【原版】それは麻薬のような愛だった











ーー頭がガンガンする。


翌朝目を覚ましたのは見慣れたベッドの上。
自身の家のものより大きなダブルサイズである事から察するに、伊澄の家のものだろうということで落ち着いた。


昨夜、タクシーに乗り込んで伊澄の電話を受け取ってからの記憶が曖昧過ぎる。

今の一糸纏わぬ姿や腰周りの重さ、脚の間の濡れ具合からも事後だという事は分かるが、どうやってここまで来たのか何を話したのか途切れ途切れの記憶しか無い。

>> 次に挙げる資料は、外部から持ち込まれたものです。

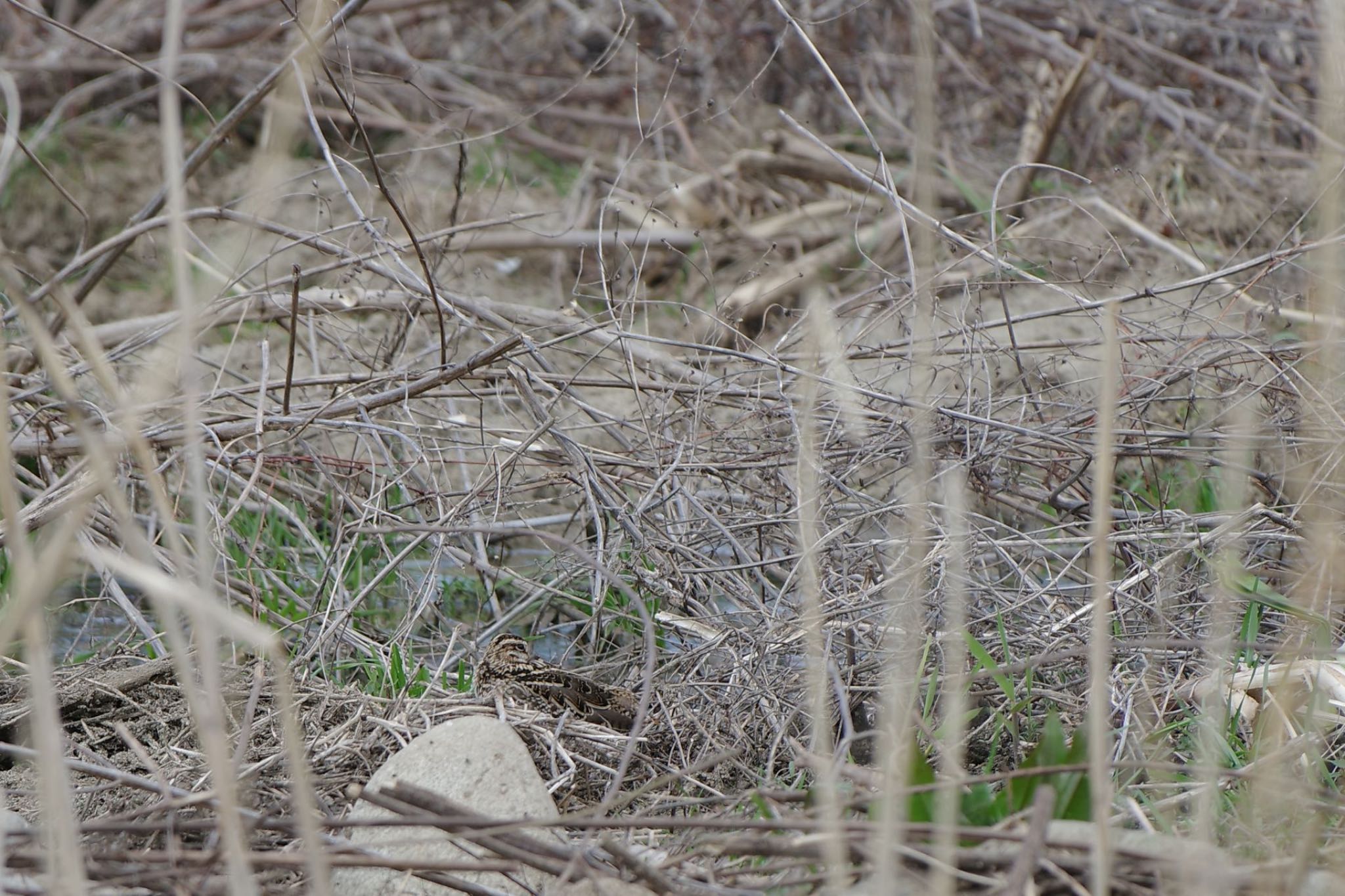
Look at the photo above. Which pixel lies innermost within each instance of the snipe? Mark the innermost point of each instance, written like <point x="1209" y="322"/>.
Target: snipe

頭を鈍器で何度も打ち付けられるような痛みに手を当て抱えていると、寝室のドアが開いた。


「…起きたのか」


髪が濡れており、シャワーを浴びてきたのだろう。
肩にかけたタオルで片側だけ拭いている姿はなんとも様になる。



「二日酔いか?」
「うん…すごい頭痛い」


あまり良くない顔色を察してか聞かれたら質問に答えると、伊澄がベッドの淵に腰掛けて雫の頬を撫でた。


「昨日の事、どこまで覚えてる」


真っ直ぐに見つめてくる伊澄の目はとても真剣だった。
けれどどう思い返しても、ほとんどの記憶が抜け落ちている。